Frank Luntz is a political analyst, spin-doctor and familiar face to anyone who watches the circus that is FoxNews. Of the talking heads that bob up on Fox’s nightly merry-go-round, Luntz (along with Kirsten Powers) is the most compelling. Partly because of his experience as a political insider, but mostly because he relies on research. In particular, Luntz conducts focus-group research of the kind normally used by marketers, to test not just the appeal of candidates, but also discrete group responses to the language politicians use.
Insights from this kind of study together with the concrete realities of the US political process are the stuff of Words That Work; Luntz’s entertaining, informative and slightly biased look at language in political and public discourse. It’s a book I highly recommend, not just to students of politics, but to anyone whose calling it is to use words publicly. If you are speaking from a pulpit, or addressing students, or putting words on a powerpoint slide this is a book you should read.
In the final chapter, Luntz offers up some words that could have real staying power over the next decade – words that work in terms of communicating ideas, cutting through suspicion and building trust with audiences, customers and voters. One particular suggestion stood out for me in the context of emerging church discussions; the use of words beginning with re-,
“…The so-called “re” words… are incredibly powerful because they take the best elements or ideas from the past and apply them to the present and the future.”
Luntz singles out words like renew, revitalise, rejuvenate, restore, rekindle as vehicles for taking something that is old, tired or stale and giving it new passion and polish.
“The “re” words imply action, movement, progress, and improvement – all the essential attributes in the twenty-first-century economy.”
Of course, “re” words are perfect for our consumer society of constant reinvention and makeover.
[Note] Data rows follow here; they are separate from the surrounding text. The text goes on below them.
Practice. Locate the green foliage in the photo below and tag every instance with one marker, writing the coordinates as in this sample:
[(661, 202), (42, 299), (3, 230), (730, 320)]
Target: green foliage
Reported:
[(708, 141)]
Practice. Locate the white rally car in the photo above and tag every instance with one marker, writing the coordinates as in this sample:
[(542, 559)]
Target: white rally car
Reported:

They speak to our sustained adolescence as many of use, despite being well into mid-life, still stubbornly refuse to accept the realisation that this is, in fact, all there is.
“As in corporate communications, the “re” words should be applied to politics as well. Better to have programs and policies grounded in tradition and experience, than launch something that’s brand-new…
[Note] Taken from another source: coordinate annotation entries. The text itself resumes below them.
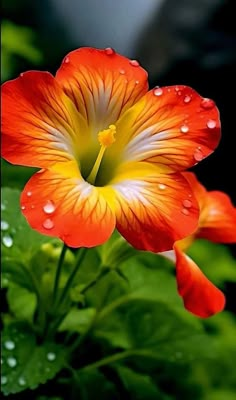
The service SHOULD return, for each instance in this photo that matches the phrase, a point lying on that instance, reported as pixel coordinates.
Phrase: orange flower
(110, 153)
(217, 223)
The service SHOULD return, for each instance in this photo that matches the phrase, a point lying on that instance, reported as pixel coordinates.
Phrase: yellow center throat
(106, 138)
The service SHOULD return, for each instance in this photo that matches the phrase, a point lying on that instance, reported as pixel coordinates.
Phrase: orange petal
(173, 127)
(151, 212)
(218, 218)
(217, 213)
(63, 205)
(40, 124)
(200, 296)
(102, 84)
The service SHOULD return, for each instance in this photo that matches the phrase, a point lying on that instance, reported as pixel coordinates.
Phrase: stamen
(106, 138)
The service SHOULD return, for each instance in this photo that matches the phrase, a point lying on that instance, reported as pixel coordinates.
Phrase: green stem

… The most effective way of saying “new and improved” from a political standpoint is to employ one of the “re” words.”
All of which leaves us with a troubling duality. On the one it’s hard and possibly unwise, to avoid deep cynicism when it comes to “re” words. New and improved – same as the old and unimproved. We’ve all been fed enough spin and hype in our lives to see that coming. But, there’s also a real value is accepting that some traditions still carry power; that sometimes it’s worth breathing new life into old ideas.
Within the world of Christian speaking and publishing there has already been an avalanche of people leaning heavily into the “re” words and I suspect there is yet more to come. Hopefully we can think clearly about what this kind of language really means and be sensitive to the how overuse of “re” words might lead to intellectual burnout.